The Brazilian corporate market is currently undergoing a phase of massive adoption of individual productivity assistants, such as Microsoft Copilot, ChatGPT Enterprise, and others. These tools are exceptional language engines for everyday tasks, such as drafting texts and summarizing meetings. However, there is a diagnostic error in management: believing that gaining speed at the individual level resolves the slowness of interdepartmental processes. The potential of these generic AIs is limited by a lack of connection to the specific history of each company area or department. Without an infrastructure that integrates the power of these models with proprietary data and real workflows, a company merely creates islands of agility in an ocean of bureaucracy. The challenge is not to discard these agents, but to integrate them into an intelligence layer that directs this power toward the strategic results of each area.
AskLisa Empowers Generic Agents in Two Layers
AskLisa acts as the transmission infrastructure that allows language models to operate upon the company's technical truth. Our technology empowers open AIs by applying a rigorous combination of language processing and the client’s documentary history through RAG (Retrieval-Augmented Generation) architecture. This operation occurs in two distinct layers: first, in automating end-user support by resolving immediate queries; second, in generating complex technical responses based on a curated and organized knowledge base. For one of our clients, this combination was the determining factor in automating 53% of the total volume of demands in a specific area. By delivering a structured and grounded technical response, we eliminate the need for senior specialists to perform manual screening or draft from scratch, ensuring zero hallucination and total data security in compliance with the LGPD (General Data Protection Law).
Local Productivity Does Not Guarantee Scale
The fragmentation of AI tools is highlighted by Gartner as one of the primary risks for corporate governance in 2026. The problem does not lie in the technology itself, but in its isolated use. When each employee uses an assistant to resolve specific demands without a unified database, the company loses the opportunity to transform individual knowledge into operational intelligence. Research from Economist Impact reinforces that real efficiency emerges when technology accelerates the workflow—the flow of information between the requester and the provider—and not just the typing speed of the executor. Without this structural connection and the use of a proprietary database, assistants remain convenience utilities, incapable of consistently reducing the Corporate SLA (Service Level Agreement).

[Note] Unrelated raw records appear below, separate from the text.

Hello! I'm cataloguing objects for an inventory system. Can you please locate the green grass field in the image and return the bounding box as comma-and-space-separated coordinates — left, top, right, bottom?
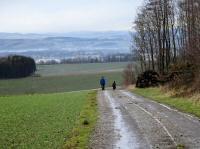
36, 62, 128, 76
0, 63, 127, 96
0, 91, 95, 149
133, 88, 200, 117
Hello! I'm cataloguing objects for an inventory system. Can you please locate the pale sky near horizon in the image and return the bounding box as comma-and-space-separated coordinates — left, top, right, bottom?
0, 0, 143, 33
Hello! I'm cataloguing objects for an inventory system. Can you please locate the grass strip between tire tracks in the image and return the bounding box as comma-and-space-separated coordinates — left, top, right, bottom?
132, 88, 200, 118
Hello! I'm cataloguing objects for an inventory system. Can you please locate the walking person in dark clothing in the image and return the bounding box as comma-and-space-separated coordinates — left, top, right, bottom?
112, 81, 117, 90
100, 77, 106, 90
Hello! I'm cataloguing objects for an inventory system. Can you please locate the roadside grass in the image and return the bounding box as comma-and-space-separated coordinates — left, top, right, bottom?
0, 72, 123, 96
132, 88, 200, 118
64, 91, 98, 149
0, 91, 96, 149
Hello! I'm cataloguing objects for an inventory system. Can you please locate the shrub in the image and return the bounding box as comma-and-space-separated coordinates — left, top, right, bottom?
0, 55, 36, 79
136, 70, 159, 88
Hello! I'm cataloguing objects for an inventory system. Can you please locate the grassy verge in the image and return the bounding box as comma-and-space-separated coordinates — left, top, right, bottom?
64, 91, 97, 149
0, 91, 96, 149
133, 88, 200, 118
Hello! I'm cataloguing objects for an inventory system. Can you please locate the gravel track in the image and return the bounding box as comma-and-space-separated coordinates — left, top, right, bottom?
90, 90, 200, 149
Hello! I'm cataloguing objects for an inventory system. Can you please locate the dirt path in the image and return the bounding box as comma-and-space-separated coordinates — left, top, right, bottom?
91, 90, 200, 149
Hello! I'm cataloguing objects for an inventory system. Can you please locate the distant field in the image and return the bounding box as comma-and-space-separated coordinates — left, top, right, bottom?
0, 72, 123, 96
36, 62, 128, 76
0, 63, 127, 96
0, 92, 88, 149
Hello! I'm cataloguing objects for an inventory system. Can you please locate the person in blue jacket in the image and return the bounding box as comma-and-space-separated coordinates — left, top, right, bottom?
100, 77, 106, 90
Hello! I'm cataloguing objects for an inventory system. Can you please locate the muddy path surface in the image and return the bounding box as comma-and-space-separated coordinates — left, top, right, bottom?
90, 90, 200, 149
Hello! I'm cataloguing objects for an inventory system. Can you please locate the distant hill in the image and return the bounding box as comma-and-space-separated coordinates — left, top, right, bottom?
0, 31, 131, 60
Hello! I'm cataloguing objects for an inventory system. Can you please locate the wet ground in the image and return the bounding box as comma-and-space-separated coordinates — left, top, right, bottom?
91, 90, 200, 149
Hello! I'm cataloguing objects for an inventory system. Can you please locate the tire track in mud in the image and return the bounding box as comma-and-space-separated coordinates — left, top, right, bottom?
90, 90, 200, 149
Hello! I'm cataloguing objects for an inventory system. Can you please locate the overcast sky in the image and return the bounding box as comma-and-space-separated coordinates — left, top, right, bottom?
0, 0, 143, 33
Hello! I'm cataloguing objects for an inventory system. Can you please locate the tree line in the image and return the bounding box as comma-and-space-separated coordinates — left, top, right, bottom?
133, 0, 200, 75
0, 55, 36, 79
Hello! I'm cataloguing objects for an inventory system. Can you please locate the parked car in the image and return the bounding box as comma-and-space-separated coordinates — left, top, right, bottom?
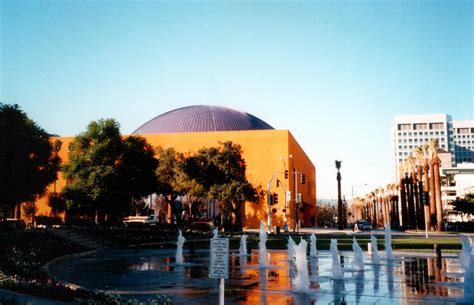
123, 215, 159, 226
353, 219, 372, 231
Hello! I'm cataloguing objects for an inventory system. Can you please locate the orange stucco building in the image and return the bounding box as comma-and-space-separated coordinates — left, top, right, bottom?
31, 106, 316, 230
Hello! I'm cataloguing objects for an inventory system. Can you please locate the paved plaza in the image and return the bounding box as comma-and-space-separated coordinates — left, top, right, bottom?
43, 245, 471, 304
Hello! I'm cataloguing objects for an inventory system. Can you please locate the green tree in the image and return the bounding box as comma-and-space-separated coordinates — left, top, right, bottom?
156, 147, 191, 224
451, 193, 474, 217
63, 119, 157, 223
186, 141, 263, 230
0, 104, 60, 219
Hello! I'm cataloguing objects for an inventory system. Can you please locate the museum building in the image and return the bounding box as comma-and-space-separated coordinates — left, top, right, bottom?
32, 105, 316, 230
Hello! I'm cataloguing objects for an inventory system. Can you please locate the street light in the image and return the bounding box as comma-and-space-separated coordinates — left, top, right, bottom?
335, 160, 344, 230
351, 183, 368, 222
280, 157, 288, 232
288, 154, 299, 232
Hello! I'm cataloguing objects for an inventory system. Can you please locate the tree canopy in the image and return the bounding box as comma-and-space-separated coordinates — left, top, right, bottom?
63, 119, 157, 222
0, 104, 61, 218
156, 141, 262, 229
185, 141, 263, 230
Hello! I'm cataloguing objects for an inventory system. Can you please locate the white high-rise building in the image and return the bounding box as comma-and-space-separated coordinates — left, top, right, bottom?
392, 114, 474, 180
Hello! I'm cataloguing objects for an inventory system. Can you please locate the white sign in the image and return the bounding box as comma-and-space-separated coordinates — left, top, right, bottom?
209, 238, 229, 278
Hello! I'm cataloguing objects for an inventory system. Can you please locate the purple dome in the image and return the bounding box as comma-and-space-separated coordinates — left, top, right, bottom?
133, 105, 273, 134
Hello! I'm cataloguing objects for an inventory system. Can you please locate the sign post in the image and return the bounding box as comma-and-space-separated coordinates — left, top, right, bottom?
209, 238, 229, 305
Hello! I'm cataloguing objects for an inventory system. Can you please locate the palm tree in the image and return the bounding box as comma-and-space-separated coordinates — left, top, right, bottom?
365, 193, 372, 223
369, 192, 377, 228
399, 163, 408, 230
391, 183, 400, 229
420, 145, 433, 230
425, 144, 436, 228
413, 146, 431, 229
405, 156, 416, 229
430, 139, 443, 232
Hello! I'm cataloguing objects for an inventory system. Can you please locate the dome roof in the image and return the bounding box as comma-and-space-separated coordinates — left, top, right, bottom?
133, 105, 273, 134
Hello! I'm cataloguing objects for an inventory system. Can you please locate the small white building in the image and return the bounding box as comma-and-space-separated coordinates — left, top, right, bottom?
441, 163, 474, 222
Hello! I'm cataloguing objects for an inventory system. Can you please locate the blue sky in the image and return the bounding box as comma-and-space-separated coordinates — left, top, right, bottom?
0, 0, 474, 199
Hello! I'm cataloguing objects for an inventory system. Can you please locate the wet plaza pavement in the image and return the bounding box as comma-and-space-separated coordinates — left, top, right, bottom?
48, 249, 472, 305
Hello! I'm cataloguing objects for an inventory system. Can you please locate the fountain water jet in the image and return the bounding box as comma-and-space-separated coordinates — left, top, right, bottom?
384, 223, 393, 260
370, 235, 380, 265
352, 237, 364, 271
459, 236, 474, 304
176, 230, 186, 265
330, 238, 344, 280
309, 233, 317, 257
288, 236, 296, 262
239, 234, 247, 255
292, 239, 311, 293
258, 221, 267, 268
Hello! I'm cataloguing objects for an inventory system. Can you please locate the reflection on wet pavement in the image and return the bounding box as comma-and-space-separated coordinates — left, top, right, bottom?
49, 250, 464, 305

Impact Through Workflow Integration
The empowerment of AI occurs when it ceases to be a "chat" and becomes an integral part of the operational process. A practical example is a Legal or HR department that receives hundreds of inquiries regarding internal policies or standard contracts. A standard assistant might help the professional draft a message, but AskLisa resolves the doubt directly for the requester by accessing the curated knowledge base and delivering the ready-made opinion in seconds. In AskLisa’s internal case study, this approach allowed for the end-to-end execution of the response flow without depending on human availability for repetitive tasks. Integration with platforms such as Teams, Slack, or Google ensures that this intelligence is where the work happens, eliminating "invisible work" and returning strategic time to the company's specialists.